Las ceremonias que se observaban en la bendición de las diaconisas se encuentran todavía en el eucólogo de los griegos. Mateo Blastares, sabio canonista griego, observa que se hace poco más o menos lo mismo para recibir una diaconisa que en la ordenación de un diácono. Se la presentan primero al obispo delante del santuario con un pequeño manto que la cubre el cuello y los hombros, que se llama maforium. Después de pronunciada la oración que empieza por estas palabras: la gracia de Dios etc., hace una inclinación con la cabeza sin doblar las rodillas. El obispo la impone en seguida las manos pronunciando una oración pero todo esto no era una ordenación sino solo una ceremonia religiosa semejante a las bendiciones de las abadesas.
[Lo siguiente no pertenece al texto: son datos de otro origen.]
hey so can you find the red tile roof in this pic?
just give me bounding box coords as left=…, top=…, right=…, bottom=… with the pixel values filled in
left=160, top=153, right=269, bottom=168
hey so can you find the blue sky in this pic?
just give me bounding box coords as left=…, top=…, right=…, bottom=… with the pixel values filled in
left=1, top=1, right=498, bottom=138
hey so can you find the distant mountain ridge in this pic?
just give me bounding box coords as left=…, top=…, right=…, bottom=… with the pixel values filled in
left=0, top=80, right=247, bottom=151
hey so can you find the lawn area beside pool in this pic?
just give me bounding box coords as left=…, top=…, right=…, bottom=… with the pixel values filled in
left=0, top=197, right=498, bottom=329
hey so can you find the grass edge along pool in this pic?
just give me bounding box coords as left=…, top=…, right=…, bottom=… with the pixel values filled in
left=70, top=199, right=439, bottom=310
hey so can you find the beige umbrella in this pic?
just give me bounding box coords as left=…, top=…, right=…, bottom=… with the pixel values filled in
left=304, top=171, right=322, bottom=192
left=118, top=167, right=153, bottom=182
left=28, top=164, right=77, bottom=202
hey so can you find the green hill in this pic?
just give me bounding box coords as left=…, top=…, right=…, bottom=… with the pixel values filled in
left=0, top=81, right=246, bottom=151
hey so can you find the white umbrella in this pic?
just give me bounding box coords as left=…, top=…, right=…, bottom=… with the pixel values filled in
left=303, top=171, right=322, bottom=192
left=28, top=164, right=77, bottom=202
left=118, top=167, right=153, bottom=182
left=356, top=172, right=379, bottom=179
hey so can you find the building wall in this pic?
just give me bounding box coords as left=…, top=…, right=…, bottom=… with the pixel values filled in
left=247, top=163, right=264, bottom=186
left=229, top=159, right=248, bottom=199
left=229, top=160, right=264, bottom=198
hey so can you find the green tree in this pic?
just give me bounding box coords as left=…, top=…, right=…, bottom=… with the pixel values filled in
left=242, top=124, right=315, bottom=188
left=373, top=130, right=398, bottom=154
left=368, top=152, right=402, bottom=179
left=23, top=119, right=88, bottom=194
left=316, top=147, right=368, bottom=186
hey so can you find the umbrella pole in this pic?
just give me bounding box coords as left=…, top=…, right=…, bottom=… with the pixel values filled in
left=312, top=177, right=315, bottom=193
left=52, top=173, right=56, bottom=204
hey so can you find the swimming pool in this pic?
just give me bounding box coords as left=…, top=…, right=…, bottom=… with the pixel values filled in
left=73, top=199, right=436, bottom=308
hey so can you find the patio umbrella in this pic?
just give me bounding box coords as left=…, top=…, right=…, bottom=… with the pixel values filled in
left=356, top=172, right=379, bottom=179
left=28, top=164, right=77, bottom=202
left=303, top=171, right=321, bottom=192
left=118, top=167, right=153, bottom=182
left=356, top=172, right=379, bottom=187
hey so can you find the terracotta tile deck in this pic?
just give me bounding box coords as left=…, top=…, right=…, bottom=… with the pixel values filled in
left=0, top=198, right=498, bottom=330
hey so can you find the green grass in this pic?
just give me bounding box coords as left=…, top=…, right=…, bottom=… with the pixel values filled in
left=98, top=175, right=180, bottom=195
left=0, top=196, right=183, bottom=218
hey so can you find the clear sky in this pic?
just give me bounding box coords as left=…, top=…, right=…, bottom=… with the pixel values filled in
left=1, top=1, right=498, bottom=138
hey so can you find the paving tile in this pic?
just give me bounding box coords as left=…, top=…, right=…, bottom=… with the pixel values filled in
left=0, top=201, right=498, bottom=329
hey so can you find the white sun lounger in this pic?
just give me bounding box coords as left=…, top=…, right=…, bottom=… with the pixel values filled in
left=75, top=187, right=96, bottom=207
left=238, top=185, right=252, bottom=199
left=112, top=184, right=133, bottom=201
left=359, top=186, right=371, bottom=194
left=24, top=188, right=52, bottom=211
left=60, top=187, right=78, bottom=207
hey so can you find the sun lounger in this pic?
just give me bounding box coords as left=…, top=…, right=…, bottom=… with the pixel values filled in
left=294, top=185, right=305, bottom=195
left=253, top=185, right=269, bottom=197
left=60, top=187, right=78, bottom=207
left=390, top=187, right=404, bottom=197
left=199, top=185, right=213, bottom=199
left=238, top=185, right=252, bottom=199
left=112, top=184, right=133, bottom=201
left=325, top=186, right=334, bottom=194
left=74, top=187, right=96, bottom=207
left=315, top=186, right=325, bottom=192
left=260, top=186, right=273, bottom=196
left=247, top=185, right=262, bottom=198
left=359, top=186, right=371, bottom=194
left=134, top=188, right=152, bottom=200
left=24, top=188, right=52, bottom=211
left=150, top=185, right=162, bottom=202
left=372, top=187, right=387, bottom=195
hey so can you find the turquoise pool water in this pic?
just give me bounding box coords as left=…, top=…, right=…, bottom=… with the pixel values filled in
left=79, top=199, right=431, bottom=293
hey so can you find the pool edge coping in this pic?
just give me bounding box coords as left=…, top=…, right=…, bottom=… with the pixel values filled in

No se sabe a punto fijo cuando cesaron las diaconisas porque no cesaron al mismo tiempo en todas partes. El canon undécimo del concilio de Laodicea parece que las abroga pero también es cierto que mucho tiempo después las hubo en muchos parajes.
El canon veinte y seis del primer concilio de Orange celebrado el año VII, el veinte de Epaona el año 517 prohíbe también ordenarlas y no obstante existían aún en la época del concilio, in Trullo.
Alton de Verceil refiere en su octava carta la razón que hizo abolirlas. Dice que en los primeros tiempos el ministerio de las mujeres era necesario para instruir con más facilidad a las demás mujeres y desengañarlas de los errores del paganismo. Que servían también para administrarlas el bautismo con más decencia pero que esto no era ya necesario cuando no se bautizaban sino niños. Es preciso también añadir ahora que no se bautiza sino por infusión en la Iglesia latina.
No se tiene noticia de las diaconisas en la Iglesia de Occidente desde el siglo XII ni en la de Oriente pasado el XIII. Macer en su Hierolexicon, en la palabra diaconisa observa que se encuentra todavía algún vestigio de este oficio en las iglesias en que hay matronas que se llaman vetulonnas, que están encargadas de llevar el pan y el vino para el sacrificio en el ofertorio de la misa, según el rito ambrosiano. Los griegos dan todavía el nombre de diaconisas a las mujeres de sus diáconos que, según su disciplina son o pueden estar casados. Pero estas mujeres no tienen ninguna función que llenar en la iglesia como sucedía a las antiguas diaconisas. Bingham, Orig. eccles., 1.2, lib.2,c. 22.